4. The story begins and ends in Brooklyn, but incorporates the stories of how both Iris and Aubrey’s families came to live there, and also watches Iris experiment with living elsewhere. In your own experience, how strong or important is the connection between people and place? Do you think people and their lives are shaped by their relationships with the places they are from and their feelings about home? Do you see this illustrated in the story, in any particular characters or storylines? What do you think of Iris’s decision to stay away from her family? Can you empathize with her?

5. The theme of mothers and daughters is one that plays throughout the book, and we begin and end the novel with Iris and Melody. How would you describe their relationship? Do you think their relationship has progressed, regressed, or otherwise changed by the conclusion of the novel? In what ways are Iris and Melody similar and in what ways are they different?

6. When Aubrey first brings Iris to his house, he feels a kind of shame about his mother and his way of life that he never experienced before. Consider the different ways in which Aubrey and Iris’s class differences manifest within their relationship. How do those differences affect their relationship as teenagers? As adults? How do other characters in the novel grapple with their class? Consider the upbringings of CathyMarie, Aubrey, Sabe, Melody, and Iris. What do you think the novel is saying about the relationship between race, class, and education?

7. Some of the big historic events that happen in the background of the narrative include the Tulsa massacre of 1921, the crack epidemic of the 1980s and ’90s, and the attacks on the Twin Towers in 2001. How does the author use these events in the book? What do they provide to the structure of the story and time line? What do they contribute to our emotional understanding of the characters? Are the individual characters changed by these events? Do you see this history influencing their outlooks and their ambitions or their legacies? As a child Iris fought with Sabe about the Tulsa story, claiming it wasn’t her history. Is Iris right? Can history truly belong to someone? And who is allowed to tell the story?

8. Discuss the use of musical references in the novel. How does “Darling Nikki” shape our impression of Melody in the first chapter? How does music aid in telling the stories of the other characters and their respective generations: Sabe and Po’Boy? Iris and Aubrey? Slip Rock and CathyMarie?

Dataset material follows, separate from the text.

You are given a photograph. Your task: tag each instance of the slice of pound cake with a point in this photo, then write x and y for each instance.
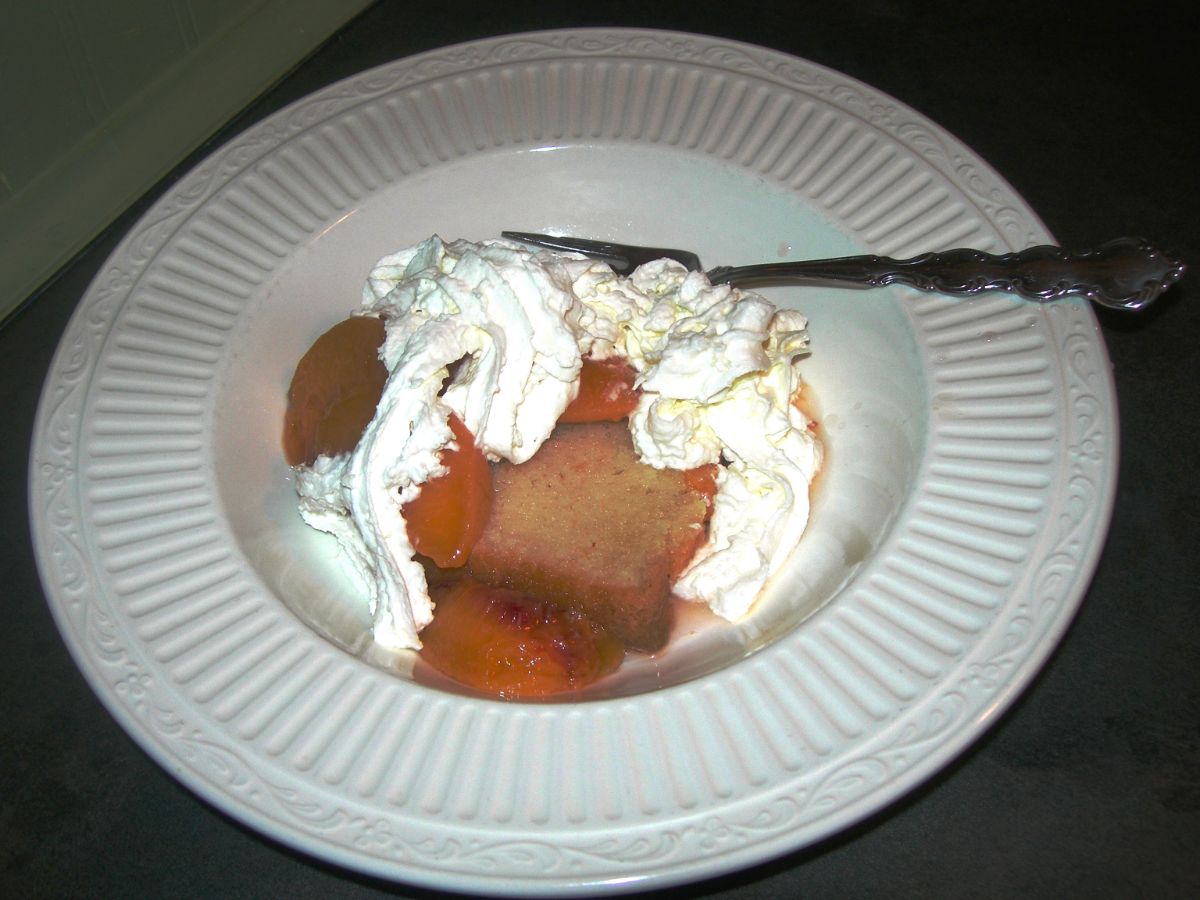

9. What do we learn about the characters from the way they show their love to each other: From Aubrey’s love of his mother? From Iris’s love of Jam? From Sabe’s love of Po’Boy? From Melody’s love of Malcolm, and vice versa? How does time away from the loved one affect that love? Are there right ways and wrong ways to love, and if so, who exemplifies them within the novel?

10. What do you think the author is saying, ultimately, about generational trauma? Sabe declares: “I carry the goneness. Iris carries the goneness. And watching her walk down those stairs, I know now that my grandbaby [Melody] carries the goneness too.” What do you think she means by this? How does this goneness affect their lives and relationships with others? Is there an opposite to goneness, and if so, is it achievable for any of the characters?